Mobile video memory can also be a limiting factor to texture size. Smartphones have shared video memory with the system memory, and textures get unpacked fully uncompressed into video memory. Thus, a 4k texture may be 1MB on disk, but it will end up being 64MB in video RAM for an RGBA type of texture. Care must be taken for mobile devices that textures and geometry do not overload the video memory. It is recommended that for mobile outputs we limit to 2k textures and less, unless specific testing shows that 4k textures will work on the targeted devices.
Procedural textures cannot be correctly saved to formats like FBX or GLTF, and thus cannot be transferred to real-time applications. Procedural textures would have to be baked to a texture file before use in Webgl.
Virtual Photographer with Vray does offer support for a number of procedural textures, as Vray can export them to vrscenes.
In order to automate texture import, the platform supports the upload of pre-configured texture files. This is done through the use of a text file with JSON configuration inside it. The JSON file needs to have the same file name as the texture it affects, and have the extension .pbrtex.
Upon import, the contents of the JSON file will be automatically applied to the texture asset properties.
Currently, these JSON files can be generated automatically through a variety of scripting means inside Windows, MacOS or Linux.
The upload process for these textures requires that they are zipped together into a zip file with the file extension changed from .zip to .pbrzip.
To further automate texture association with materials, metadata can be used to identify the correct textures to be loaded. Once metadata has been assigned to the texture assets, a template material can load the appropriate textures by using a query rule (currently available only through custom code).
Unpacked Logically Separate
Materials should be set up as ONE physical material per mesh. Although we do offer support for Multi-ID materials (multiple materials assigned to different polygons on the same mesh), it is not a recommended workflow generally.
WebGL materials are typically created directly on the ThreeKit platform. They could also be imported directly from other tools (such as Substance) through the use of the glTF format.
Many of the material attributes include both a factor as well as a map asset. These two work in conjunction with each other, where the factor acts as a multiplier on top of the texture values.
For example, if a texture is entered in the Roughness Image Asset slot, and the Roughness Factor is set to 0.25, then the resulting roughness will be only 25% of the texture values. If you wish to utilize just the texture directly, then you would have to use a Roughness Factor of 1.
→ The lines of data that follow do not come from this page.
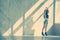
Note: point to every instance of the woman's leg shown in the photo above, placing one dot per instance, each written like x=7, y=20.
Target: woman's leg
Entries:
x=43, y=29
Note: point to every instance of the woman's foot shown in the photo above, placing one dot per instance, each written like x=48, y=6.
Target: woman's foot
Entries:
x=42, y=34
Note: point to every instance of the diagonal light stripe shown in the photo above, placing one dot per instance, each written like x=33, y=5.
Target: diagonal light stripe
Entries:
x=38, y=25
x=20, y=20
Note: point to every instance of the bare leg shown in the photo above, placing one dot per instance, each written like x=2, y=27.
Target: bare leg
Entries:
x=46, y=28
x=43, y=27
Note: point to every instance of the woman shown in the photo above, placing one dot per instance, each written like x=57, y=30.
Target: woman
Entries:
x=46, y=16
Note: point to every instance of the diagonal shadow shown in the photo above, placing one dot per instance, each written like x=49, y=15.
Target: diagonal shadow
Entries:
x=31, y=15
x=20, y=16
x=4, y=18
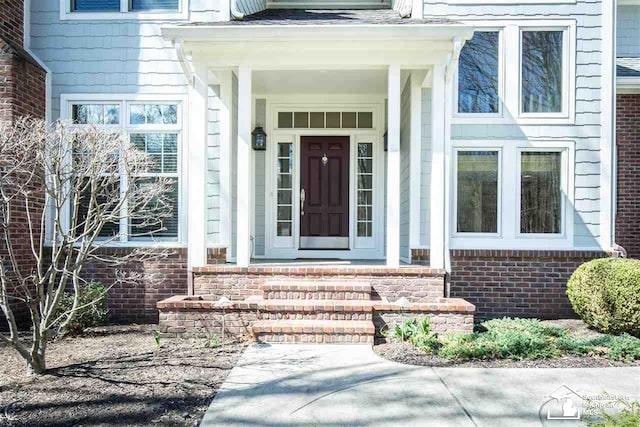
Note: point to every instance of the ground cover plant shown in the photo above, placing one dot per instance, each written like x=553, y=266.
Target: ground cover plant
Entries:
x=517, y=339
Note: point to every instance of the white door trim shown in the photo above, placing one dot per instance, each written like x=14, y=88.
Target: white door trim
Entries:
x=359, y=248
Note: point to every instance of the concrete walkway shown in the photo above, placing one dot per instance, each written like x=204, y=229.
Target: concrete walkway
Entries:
x=329, y=385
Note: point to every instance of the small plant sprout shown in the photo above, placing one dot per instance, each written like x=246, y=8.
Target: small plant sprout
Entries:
x=156, y=339
x=223, y=303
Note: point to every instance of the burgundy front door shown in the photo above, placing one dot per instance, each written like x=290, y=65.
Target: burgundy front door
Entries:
x=324, y=188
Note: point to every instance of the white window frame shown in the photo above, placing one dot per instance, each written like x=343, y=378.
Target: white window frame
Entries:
x=125, y=100
x=511, y=55
x=568, y=72
x=66, y=13
x=509, y=236
x=454, y=224
x=475, y=118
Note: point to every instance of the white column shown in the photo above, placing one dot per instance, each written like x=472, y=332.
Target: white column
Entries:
x=197, y=169
x=393, y=167
x=415, y=161
x=438, y=167
x=225, y=106
x=243, y=245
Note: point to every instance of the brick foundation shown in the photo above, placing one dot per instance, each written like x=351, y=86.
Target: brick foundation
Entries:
x=628, y=152
x=22, y=93
x=415, y=283
x=137, y=303
x=516, y=283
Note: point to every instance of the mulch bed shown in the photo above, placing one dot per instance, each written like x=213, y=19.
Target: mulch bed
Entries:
x=403, y=352
x=114, y=376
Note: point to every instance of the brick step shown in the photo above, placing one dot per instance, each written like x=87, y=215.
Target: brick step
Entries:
x=316, y=290
x=315, y=309
x=314, y=331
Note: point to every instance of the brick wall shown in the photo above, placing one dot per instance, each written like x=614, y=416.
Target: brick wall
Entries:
x=516, y=283
x=22, y=93
x=137, y=302
x=12, y=23
x=628, y=151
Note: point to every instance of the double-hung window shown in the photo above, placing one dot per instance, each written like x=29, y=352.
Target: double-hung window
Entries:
x=153, y=127
x=510, y=191
x=123, y=9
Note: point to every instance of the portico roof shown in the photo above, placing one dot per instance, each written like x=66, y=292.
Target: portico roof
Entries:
x=321, y=39
x=328, y=17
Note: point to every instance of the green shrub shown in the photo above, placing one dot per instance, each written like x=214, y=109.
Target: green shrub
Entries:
x=605, y=293
x=94, y=311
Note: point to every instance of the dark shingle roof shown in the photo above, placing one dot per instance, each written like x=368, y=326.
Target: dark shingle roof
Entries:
x=328, y=17
x=628, y=67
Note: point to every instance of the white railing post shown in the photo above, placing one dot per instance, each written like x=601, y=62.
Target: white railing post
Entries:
x=196, y=149
x=393, y=167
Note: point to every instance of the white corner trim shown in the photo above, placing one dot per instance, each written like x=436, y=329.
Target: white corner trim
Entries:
x=607, y=139
x=628, y=85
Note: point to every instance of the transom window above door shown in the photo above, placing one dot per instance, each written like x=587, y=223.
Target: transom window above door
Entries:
x=325, y=120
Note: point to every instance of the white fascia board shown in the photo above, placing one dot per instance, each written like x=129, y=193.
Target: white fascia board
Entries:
x=263, y=33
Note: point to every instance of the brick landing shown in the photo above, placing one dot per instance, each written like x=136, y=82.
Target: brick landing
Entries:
x=308, y=310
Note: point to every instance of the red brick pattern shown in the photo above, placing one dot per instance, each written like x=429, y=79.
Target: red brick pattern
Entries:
x=516, y=283
x=137, y=302
x=628, y=152
x=415, y=283
x=22, y=93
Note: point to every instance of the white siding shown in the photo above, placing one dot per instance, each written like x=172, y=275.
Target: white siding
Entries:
x=586, y=130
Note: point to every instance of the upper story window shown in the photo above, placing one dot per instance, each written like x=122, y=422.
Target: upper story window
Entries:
x=124, y=9
x=479, y=74
x=542, y=71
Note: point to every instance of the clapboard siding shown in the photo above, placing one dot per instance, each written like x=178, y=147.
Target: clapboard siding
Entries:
x=586, y=131
x=405, y=171
x=628, y=31
x=425, y=170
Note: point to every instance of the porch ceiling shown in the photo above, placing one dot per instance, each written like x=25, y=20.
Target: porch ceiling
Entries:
x=301, y=39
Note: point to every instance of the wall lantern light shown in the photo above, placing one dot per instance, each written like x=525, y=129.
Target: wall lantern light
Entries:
x=259, y=139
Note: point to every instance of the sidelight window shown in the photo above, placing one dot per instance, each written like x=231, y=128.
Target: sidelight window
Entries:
x=365, y=190
x=284, y=173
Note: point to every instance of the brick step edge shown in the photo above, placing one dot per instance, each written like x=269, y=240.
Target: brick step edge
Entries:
x=317, y=286
x=311, y=306
x=315, y=338
x=322, y=327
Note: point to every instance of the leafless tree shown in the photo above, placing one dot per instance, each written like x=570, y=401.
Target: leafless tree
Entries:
x=96, y=184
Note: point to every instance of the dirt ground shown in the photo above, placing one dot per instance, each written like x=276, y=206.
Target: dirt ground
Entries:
x=403, y=352
x=115, y=376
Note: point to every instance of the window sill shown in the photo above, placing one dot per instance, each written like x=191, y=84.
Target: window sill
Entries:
x=113, y=16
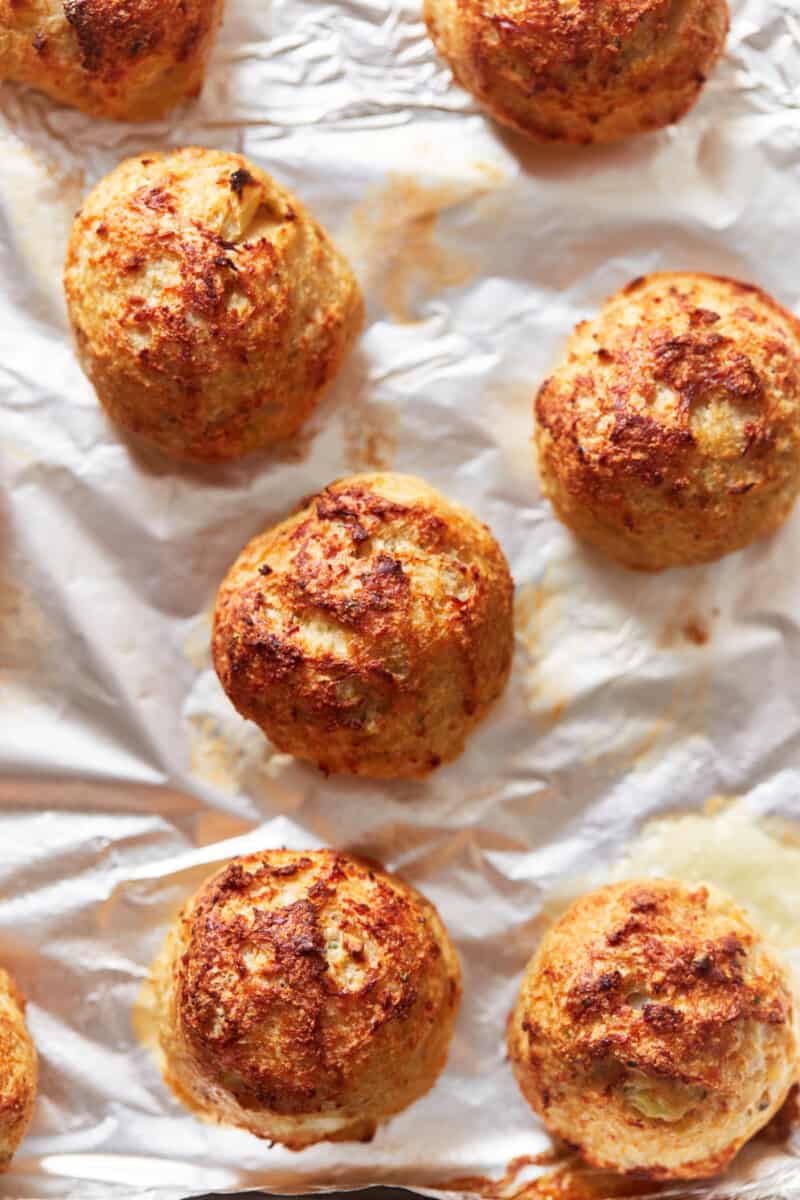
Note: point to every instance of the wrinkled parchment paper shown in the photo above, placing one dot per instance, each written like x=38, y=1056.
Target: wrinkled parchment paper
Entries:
x=126, y=775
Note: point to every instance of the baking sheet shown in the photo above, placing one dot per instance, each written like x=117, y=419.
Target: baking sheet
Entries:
x=126, y=774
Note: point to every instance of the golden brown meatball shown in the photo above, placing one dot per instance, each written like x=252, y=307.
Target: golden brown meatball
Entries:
x=18, y=1071
x=305, y=997
x=209, y=307
x=671, y=432
x=581, y=70
x=371, y=631
x=654, y=1030
x=110, y=58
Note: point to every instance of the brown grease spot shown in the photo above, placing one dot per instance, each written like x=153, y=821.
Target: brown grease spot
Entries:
x=394, y=238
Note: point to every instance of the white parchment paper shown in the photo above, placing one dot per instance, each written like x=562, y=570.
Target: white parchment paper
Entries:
x=126, y=775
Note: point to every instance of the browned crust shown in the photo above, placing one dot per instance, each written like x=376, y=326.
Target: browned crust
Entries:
x=18, y=1077
x=109, y=58
x=669, y=433
x=581, y=72
x=371, y=631
x=209, y=309
x=648, y=981
x=306, y=987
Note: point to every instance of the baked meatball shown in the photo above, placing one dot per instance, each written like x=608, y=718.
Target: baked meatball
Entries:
x=109, y=58
x=654, y=1030
x=210, y=310
x=18, y=1071
x=671, y=432
x=581, y=70
x=371, y=631
x=305, y=997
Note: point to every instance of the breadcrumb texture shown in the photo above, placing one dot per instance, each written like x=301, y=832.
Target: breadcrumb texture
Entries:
x=671, y=432
x=654, y=1030
x=210, y=310
x=128, y=60
x=18, y=1071
x=371, y=631
x=306, y=997
x=581, y=71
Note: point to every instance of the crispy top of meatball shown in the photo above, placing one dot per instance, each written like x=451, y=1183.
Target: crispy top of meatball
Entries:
x=671, y=432
x=18, y=1073
x=371, y=631
x=655, y=1030
x=109, y=58
x=307, y=996
x=581, y=70
x=210, y=310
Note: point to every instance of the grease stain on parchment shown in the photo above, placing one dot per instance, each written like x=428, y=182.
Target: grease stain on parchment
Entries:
x=571, y=1180
x=395, y=239
x=633, y=658
x=371, y=435
x=537, y=615
x=25, y=635
x=41, y=201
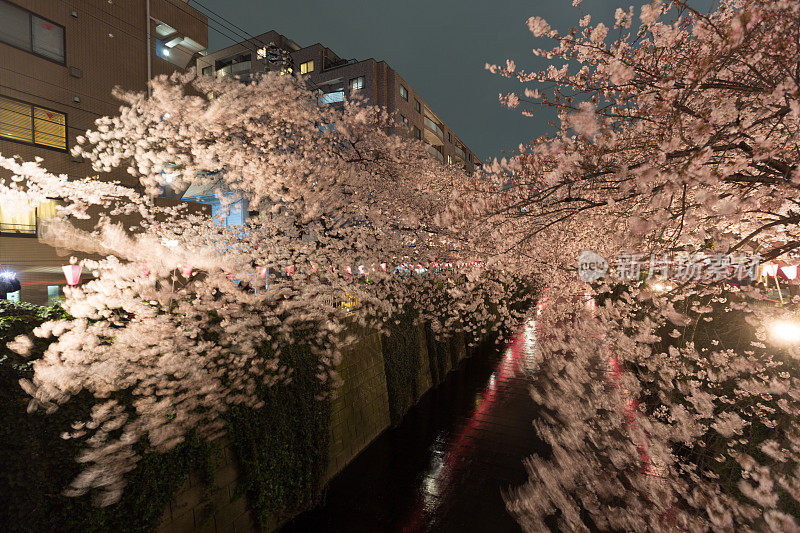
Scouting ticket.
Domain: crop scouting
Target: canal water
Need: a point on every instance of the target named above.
(448, 464)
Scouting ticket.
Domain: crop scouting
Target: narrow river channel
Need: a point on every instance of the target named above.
(447, 465)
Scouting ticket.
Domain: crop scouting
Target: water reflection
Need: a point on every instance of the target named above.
(450, 455)
(445, 467)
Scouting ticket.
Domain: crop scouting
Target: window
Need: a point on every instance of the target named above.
(306, 67)
(161, 50)
(24, 122)
(25, 222)
(331, 98)
(22, 29)
(53, 293)
(357, 83)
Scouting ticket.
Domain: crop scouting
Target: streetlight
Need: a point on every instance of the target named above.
(784, 332)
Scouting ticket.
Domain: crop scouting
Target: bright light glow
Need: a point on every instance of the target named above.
(72, 273)
(662, 287)
(784, 332)
(790, 271)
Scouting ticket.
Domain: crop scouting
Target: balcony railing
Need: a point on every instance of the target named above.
(17, 229)
(435, 153)
(233, 69)
(434, 127)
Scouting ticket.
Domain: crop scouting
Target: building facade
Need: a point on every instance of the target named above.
(59, 62)
(336, 78)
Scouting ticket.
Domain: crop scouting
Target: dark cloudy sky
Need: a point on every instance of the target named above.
(439, 46)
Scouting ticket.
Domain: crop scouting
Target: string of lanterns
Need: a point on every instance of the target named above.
(72, 272)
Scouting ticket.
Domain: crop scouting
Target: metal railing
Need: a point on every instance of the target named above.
(18, 229)
(435, 153)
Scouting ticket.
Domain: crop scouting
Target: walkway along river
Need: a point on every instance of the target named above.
(447, 465)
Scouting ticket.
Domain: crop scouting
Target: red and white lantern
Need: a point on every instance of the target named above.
(72, 273)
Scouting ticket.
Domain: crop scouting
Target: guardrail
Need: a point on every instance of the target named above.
(21, 229)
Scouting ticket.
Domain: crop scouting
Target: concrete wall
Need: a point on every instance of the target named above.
(360, 413)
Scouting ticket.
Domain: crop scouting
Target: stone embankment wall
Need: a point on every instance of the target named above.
(360, 413)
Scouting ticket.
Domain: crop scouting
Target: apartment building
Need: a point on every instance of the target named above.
(336, 78)
(59, 61)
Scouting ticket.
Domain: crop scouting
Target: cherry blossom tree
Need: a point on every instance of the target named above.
(185, 316)
(678, 133)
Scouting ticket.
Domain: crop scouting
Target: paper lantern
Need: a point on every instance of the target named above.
(790, 271)
(72, 273)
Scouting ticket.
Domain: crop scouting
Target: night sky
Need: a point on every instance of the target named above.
(439, 46)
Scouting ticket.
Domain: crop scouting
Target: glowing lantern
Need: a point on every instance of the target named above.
(771, 269)
(72, 273)
(790, 271)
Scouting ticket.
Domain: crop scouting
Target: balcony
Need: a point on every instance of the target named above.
(234, 69)
(331, 98)
(434, 127)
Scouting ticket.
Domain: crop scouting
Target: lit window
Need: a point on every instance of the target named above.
(22, 29)
(331, 98)
(53, 293)
(357, 83)
(25, 222)
(306, 67)
(24, 122)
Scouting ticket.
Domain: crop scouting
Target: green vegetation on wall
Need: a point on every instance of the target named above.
(402, 360)
(283, 447)
(36, 465)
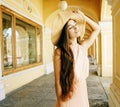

The same applies to a colour map, like the Base Image Asset. If a texture is chosen there, the Base Color will act as a multiplier on top of the texture, tinting the end result.
Any of the attributes here can be customized with rules under the Logic section by using the Set Property Action.
For additional details on the material properties, please visit the Documentation: Material Properties
Within the ThreeKit PBR material there are some additional features and operators that extend the typical properties of a real-time PBR material beyond what is currently supported by the glTF format. One such example is the Gem operator, which replaces the underlying material with a Gem only shader with some unique attributes.
The Tiling Override operator is also extremely useful for adjusting the tiling of any of the textures mapped to the material’s properties. This allows the user to apply an overall tiling setting to a number of maps for a particular material, ignoring the existing tiling information stored inside the individual textures.
In a scenario where a model needs to use a generic material that is being shared by other objects, such as a tiling fabric texture, the model may also need to apply its own unique normal map or AO map to the material. The ThreeKit platform supplies functionality for this purpose using a PolyMesh Operator called Map Override. This operator has to be added directly to the mesh. The maps specified in that operator will then get automatically assigned to any material that is applied to this mesh.